Notwithstanding the fact that facilities were maintained at the plant to render assistance to workers who might become sick or meet with an accident and that all employees were instructed, through their foremen, to report accidents, plaintiff admits that she never made such report nor did she tell any one at the plant about what had happened to her. The first notice the employer had of her claim came through a letter from her attorneys written some time in January, 1944, almost four months after the accident she relates is said to have occurred. Her excuse for not having reported it to any one at the plant was that she was afraid she might be discharged if it became known that she was disabled and she couldn't afford to be without a job. Several witnesses who had been connected as employees with the plant since it first began operations testified that it was not the policy of the company to discharge any one for failure to report accidents but on the contrary they were encouraged and instructed to do so. Another reason she gives is that she did not think she had been seriously hurt and the accident was not worth reporting. However this is a bit hard to understand in view of the burning sensation and pain she felt at the moment it happened and how greatly she says she suffered while working at irregular intervals during the next three weeks.

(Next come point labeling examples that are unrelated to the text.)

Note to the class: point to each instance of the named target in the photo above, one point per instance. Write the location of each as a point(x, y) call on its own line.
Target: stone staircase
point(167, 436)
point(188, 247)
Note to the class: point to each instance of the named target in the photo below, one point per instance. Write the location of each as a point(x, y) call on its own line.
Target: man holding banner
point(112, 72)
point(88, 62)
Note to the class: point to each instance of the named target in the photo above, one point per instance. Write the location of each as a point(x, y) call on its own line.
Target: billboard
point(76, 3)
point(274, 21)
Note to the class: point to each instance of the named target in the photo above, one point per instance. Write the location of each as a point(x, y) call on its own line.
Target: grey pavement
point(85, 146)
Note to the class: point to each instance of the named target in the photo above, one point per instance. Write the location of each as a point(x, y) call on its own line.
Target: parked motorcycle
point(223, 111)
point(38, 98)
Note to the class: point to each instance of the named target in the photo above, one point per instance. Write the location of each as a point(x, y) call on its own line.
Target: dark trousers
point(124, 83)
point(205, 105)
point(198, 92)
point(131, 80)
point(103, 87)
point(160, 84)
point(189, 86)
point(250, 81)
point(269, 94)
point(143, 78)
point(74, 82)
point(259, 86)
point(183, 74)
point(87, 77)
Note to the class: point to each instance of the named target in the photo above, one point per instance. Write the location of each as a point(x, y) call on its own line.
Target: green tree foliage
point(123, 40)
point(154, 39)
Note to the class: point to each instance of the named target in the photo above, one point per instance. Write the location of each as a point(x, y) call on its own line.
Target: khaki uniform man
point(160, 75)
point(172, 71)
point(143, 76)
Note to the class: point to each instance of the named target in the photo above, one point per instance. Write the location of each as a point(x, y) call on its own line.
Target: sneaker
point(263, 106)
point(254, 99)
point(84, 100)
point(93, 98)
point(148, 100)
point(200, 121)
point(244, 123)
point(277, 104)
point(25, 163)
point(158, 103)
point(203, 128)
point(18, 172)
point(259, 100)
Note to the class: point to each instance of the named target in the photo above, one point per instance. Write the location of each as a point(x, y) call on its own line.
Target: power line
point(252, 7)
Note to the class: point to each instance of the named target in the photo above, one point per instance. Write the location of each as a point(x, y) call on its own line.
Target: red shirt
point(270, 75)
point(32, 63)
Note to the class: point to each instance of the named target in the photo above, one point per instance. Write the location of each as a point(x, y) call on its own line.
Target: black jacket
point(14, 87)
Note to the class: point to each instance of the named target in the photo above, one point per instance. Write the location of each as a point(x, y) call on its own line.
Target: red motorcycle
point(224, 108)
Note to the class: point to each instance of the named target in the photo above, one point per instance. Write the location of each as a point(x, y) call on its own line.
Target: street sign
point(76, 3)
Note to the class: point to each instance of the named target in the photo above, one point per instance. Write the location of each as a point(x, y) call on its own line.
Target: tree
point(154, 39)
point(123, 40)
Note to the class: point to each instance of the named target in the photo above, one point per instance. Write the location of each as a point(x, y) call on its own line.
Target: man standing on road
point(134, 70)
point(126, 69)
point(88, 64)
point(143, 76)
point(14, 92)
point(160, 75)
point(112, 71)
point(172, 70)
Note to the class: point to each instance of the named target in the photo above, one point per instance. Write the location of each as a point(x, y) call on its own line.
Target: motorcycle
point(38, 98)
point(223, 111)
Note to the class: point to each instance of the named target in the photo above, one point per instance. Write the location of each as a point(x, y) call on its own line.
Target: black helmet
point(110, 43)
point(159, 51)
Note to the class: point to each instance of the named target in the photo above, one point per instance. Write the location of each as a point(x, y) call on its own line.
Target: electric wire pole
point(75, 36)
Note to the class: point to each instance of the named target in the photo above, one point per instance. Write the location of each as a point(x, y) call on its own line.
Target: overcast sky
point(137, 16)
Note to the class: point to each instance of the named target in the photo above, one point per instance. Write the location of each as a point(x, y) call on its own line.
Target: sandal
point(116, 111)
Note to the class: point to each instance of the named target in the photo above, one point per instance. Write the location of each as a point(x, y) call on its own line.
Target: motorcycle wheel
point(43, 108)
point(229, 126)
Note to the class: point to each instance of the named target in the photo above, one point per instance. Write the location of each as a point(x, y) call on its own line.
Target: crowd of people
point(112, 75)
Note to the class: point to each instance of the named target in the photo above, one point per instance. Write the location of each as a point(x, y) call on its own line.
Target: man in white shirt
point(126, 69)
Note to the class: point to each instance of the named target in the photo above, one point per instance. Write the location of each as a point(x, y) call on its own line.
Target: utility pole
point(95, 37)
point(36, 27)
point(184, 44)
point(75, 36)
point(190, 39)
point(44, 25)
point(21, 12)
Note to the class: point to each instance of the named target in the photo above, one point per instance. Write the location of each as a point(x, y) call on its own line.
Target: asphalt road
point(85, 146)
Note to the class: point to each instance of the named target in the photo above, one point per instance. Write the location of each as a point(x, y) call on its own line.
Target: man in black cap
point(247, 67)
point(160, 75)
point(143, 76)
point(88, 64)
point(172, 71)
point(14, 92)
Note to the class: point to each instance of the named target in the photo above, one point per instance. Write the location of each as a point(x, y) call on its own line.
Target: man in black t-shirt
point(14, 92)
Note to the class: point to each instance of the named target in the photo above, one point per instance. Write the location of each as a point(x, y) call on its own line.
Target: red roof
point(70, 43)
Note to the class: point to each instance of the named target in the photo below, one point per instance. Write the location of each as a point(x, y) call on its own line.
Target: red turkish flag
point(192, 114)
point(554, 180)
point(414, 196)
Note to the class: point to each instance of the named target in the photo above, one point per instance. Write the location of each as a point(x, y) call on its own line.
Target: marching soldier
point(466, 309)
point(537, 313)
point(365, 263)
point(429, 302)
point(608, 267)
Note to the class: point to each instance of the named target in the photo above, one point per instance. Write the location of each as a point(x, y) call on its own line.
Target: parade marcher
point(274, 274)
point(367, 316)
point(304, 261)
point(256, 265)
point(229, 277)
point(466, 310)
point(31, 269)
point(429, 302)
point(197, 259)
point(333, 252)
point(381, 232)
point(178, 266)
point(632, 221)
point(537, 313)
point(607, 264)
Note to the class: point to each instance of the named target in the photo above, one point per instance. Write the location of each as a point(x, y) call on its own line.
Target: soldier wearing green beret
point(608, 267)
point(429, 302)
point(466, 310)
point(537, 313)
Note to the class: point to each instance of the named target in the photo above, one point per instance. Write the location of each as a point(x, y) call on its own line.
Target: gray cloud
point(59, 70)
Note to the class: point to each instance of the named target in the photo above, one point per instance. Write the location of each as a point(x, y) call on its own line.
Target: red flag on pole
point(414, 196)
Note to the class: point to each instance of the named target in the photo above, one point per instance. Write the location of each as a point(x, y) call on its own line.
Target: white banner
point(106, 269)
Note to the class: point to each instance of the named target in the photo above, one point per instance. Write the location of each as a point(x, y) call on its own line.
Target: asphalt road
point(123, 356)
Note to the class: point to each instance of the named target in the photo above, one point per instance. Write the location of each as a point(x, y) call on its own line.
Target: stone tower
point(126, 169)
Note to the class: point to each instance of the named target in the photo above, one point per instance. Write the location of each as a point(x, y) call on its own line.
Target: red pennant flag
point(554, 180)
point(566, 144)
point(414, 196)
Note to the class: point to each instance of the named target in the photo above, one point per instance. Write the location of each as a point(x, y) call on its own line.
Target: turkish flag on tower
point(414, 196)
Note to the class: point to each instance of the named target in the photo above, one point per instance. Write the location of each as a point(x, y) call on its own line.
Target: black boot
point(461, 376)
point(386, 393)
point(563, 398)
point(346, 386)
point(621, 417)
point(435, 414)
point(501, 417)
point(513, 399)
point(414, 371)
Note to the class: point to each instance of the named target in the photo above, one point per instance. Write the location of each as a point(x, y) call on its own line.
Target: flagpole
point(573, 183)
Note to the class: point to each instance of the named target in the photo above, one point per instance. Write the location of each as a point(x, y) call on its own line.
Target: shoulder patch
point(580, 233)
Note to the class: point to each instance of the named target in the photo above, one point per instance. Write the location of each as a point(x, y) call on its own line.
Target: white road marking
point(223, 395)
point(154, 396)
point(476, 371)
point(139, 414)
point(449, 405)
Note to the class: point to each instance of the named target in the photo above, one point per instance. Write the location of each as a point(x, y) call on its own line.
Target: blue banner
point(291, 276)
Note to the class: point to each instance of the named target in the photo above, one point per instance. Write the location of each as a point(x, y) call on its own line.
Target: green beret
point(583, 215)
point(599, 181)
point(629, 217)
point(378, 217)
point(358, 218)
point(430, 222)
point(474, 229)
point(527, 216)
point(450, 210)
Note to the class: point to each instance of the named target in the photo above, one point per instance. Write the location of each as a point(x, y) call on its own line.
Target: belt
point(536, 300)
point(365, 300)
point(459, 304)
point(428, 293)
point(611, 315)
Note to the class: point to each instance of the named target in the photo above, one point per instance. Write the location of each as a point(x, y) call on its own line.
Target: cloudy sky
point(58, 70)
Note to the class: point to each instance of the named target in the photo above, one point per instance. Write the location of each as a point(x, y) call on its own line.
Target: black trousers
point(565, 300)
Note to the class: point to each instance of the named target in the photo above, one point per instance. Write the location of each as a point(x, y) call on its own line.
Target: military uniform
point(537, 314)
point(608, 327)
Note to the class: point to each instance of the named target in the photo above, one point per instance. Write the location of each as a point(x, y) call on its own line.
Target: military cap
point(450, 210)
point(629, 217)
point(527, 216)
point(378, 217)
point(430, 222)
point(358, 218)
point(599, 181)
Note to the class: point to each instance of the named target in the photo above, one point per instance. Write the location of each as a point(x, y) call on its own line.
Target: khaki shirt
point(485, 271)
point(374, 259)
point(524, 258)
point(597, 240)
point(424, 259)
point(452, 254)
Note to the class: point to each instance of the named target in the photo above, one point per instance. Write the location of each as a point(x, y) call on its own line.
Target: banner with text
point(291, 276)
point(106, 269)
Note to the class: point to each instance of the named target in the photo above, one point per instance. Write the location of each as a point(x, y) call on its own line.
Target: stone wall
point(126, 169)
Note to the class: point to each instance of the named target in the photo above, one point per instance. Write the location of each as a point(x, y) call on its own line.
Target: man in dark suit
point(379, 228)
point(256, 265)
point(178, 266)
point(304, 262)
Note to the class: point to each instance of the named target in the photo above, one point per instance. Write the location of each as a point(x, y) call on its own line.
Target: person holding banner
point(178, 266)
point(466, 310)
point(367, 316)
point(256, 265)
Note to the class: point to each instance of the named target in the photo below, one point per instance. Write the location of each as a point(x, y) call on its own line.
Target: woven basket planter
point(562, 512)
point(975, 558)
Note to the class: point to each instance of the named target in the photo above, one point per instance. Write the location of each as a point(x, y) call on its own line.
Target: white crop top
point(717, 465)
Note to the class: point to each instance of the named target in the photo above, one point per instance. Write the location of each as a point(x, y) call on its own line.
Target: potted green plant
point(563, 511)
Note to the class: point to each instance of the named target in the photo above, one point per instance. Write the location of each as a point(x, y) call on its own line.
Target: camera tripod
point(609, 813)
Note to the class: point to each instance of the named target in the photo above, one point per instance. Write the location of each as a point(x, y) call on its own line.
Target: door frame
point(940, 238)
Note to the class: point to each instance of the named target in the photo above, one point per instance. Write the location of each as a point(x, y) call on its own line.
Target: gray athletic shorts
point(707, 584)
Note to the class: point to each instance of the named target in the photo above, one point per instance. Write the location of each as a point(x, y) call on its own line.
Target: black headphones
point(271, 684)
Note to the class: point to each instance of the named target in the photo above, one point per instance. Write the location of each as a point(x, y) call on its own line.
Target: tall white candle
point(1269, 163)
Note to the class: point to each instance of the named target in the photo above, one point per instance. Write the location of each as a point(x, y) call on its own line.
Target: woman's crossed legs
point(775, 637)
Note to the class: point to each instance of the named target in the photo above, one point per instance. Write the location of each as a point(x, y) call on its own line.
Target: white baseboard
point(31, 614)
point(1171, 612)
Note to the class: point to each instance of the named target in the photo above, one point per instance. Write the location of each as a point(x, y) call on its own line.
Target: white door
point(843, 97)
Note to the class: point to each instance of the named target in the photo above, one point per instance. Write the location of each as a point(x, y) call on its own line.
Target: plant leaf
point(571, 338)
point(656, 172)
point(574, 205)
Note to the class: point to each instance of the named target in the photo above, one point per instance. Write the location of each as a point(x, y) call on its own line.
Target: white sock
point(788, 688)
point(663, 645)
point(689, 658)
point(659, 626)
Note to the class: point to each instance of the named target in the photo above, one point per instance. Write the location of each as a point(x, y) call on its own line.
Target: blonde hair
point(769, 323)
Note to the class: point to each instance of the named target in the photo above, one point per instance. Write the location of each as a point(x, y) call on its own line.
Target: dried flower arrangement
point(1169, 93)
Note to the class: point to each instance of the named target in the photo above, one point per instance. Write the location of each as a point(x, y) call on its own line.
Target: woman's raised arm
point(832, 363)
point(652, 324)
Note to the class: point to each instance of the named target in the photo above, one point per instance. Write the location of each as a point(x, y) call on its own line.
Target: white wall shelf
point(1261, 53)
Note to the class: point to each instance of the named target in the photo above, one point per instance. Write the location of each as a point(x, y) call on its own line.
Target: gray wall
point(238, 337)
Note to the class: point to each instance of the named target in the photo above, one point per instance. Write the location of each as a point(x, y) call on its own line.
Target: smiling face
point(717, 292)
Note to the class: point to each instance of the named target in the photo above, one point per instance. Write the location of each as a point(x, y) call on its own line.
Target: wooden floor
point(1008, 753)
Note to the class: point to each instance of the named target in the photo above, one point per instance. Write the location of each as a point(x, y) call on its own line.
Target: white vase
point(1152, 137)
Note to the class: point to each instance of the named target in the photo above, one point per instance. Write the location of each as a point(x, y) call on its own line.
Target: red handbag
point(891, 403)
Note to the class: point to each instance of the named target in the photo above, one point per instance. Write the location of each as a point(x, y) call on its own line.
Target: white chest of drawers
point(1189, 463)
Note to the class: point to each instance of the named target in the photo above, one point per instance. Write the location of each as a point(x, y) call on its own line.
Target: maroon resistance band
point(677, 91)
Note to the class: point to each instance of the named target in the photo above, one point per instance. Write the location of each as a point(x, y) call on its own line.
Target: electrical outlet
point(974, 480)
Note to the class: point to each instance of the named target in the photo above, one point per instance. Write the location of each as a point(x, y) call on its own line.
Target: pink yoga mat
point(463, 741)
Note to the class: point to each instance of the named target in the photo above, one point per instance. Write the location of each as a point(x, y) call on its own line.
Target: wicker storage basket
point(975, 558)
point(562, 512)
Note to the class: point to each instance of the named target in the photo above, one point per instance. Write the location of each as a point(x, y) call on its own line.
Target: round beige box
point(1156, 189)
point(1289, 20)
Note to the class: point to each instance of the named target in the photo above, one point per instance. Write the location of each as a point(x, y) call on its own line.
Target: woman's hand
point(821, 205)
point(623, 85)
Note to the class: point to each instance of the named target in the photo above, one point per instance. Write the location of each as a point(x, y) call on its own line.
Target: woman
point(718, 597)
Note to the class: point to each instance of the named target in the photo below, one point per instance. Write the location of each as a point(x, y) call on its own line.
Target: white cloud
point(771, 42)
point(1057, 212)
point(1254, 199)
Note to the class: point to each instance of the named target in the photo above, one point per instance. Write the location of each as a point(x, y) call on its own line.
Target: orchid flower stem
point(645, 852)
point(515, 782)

[1] From the foregoing analysis of the facts which are well established by the record, we can well understand why the district judge was left with serious doubt about the cause of plaintiff's present condition and why he found that she had failed to support her claim by affirmative proof of the allegations of her petition. Her counsel, while not directly so charging infers that the trial judge was not entirely free of bias in his consideration of her case. This inference is drawn from a rather unusual circumstance which developed while plaintiff was testifying. The record shows that at a certain point she asked the judge if he did not remember an occasion when she had gone to see him at his office during the month of November, 1943, to complain about an alleged assault which had been made on her at that time. It is not clear what her purpose was in thus addressing the court but in the colloquy which followed she was asked by the judge if, at that time, she had not told him that she had suffered a rupture or injury as a result of that assault, to which she answered that she had not. We fail to see how prejudice on the part of the trial judge could be implied from that. Plaintiff herself volunteered to ask him if he remembered the occasion of her visit to his office and this may have refreshed the judge's memory about the conversation that took place between them. When she said that she had not told him that the hernia had been caused by the assault he did not *Page 441 persist in any way in saying that she had. Had she not brought the matter to his attention as she did, there is no reason we can think of why all of this should have found a place in the record.
It may be that the judge had this in mind during his consideration of the case but we feel certain that he did not decide it on the basis solely of his recollection of that occasion. His written reasons for judgment indicate otherwise.
[2] We agree with counsel for defendants that there was more found in the record in the case of Whitfield v. E. I. Dupont De Nemours Co. Inc., La. App., 23 So.2d 376, on which the claim of the plaintiff in that case could have been supported than there is in this case to support the claim of the plaintiff, and yet, Whitfield's claim was denied.
Plaintiff has failed to point out manifest error in the judgment appealed from and as none appears, it will be affirmed.
Judgment affirmed at the costs of the plaintiff, appellant herein.